1. O Ano litúrgico terminou com a carta
apostólica Misericordia et Misera[1], do
Papa Francisco, que marca o encerramento do Ano Jubilar da Misericórdia, mas
não da misericórdia. Aproveitou para afirmar: “Quero reiterar, com todas as
minhas forças, que o aborto é um grave pecado, porque põe fim a uma vida
inocente, mas, com igual força, posso e devo afirmar que não existe nenhum
pecado que a misericórdia de Deus não possa alcançar e destruir, quando
encontra um coração arrependido que pede para se reconciliar com o Pai. (…) Para
que não exista qualquer obstáculo entre o pedido de reconciliação e o perdão de
Deus, concedo a partir de agora, a todos os sacerdotes, em virtude do seu
ministério, a faculdade de absolver todas as pessoas que tenham incorrido no
pecado do aborto."
É normal que os grandes meios de
comunicação tenham realçado esta coroa da
misericórdia.
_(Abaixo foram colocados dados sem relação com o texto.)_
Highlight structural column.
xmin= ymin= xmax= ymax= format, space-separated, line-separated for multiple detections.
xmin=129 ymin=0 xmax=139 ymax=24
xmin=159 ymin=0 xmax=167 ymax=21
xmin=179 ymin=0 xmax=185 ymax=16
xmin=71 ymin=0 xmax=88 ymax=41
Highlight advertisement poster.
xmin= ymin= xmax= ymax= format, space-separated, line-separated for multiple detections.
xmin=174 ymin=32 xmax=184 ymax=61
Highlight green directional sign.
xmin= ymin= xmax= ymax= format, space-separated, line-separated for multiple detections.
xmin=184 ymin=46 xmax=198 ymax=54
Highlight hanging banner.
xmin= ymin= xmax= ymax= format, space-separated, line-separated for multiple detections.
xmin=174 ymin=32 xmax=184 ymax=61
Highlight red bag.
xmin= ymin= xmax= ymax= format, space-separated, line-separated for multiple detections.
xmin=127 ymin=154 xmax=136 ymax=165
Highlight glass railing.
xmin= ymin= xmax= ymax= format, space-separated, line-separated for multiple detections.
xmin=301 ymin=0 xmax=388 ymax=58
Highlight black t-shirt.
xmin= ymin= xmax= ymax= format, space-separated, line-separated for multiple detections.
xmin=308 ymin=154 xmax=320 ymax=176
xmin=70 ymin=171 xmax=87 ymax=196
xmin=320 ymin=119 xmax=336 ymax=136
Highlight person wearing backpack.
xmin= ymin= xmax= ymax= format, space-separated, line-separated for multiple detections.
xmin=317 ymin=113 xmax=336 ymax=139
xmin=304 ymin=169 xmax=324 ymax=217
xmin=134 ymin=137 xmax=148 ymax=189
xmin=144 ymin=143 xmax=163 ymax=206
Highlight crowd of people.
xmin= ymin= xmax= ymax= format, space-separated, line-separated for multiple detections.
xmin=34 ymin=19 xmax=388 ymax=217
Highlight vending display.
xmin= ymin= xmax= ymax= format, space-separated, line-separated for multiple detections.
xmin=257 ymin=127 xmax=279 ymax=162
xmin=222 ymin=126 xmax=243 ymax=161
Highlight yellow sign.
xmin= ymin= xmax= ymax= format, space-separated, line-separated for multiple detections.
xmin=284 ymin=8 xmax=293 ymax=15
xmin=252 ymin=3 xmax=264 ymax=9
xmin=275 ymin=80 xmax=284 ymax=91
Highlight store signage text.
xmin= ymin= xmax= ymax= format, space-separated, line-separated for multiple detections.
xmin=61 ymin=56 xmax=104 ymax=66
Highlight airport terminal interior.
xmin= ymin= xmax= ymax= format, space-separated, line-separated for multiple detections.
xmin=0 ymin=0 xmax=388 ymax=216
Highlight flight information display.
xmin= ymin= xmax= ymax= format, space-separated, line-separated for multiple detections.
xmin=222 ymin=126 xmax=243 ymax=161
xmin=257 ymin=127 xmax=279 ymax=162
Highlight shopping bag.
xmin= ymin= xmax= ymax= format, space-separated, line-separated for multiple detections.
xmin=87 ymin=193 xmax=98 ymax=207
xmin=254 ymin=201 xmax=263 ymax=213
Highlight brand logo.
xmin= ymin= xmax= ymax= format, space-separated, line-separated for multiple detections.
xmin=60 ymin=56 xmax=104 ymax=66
Mas Bergoglio procura
integrá-la numa perspectiva mais envolvente, destacando acontecimentos,
mensagens e figuras que são a própria respiração dos Evangelhos. Se ficasse por
aí, continuávamos a olhar para a beleza de há dois mil anos: uma galeria da
misericórdia do passado. Se ficássemos, apenas, com as expressões devocionais e
sacramentais do Ano Jubilar não saíamos dos espaços e dos ritmos do culto
católico. A misericórdia não se exerce apenas, nem sobretudo nas missas, em
resposta à carinhosa exortação saudai-vos
na paz de Cristo!
2. Nesta carta,
Bergoglio assume todas as dimensões do que tem sido a sua intervenção desde que
foi eleito Papa, a começar pelo salto que é preciso dar desde a prática de
Jesus até aos nossos dias: ”Ainda hoje, populações inteiras padecem de fome e
sede. Imagens de crianças que não têm nada para se alimentar percorrem o mundo.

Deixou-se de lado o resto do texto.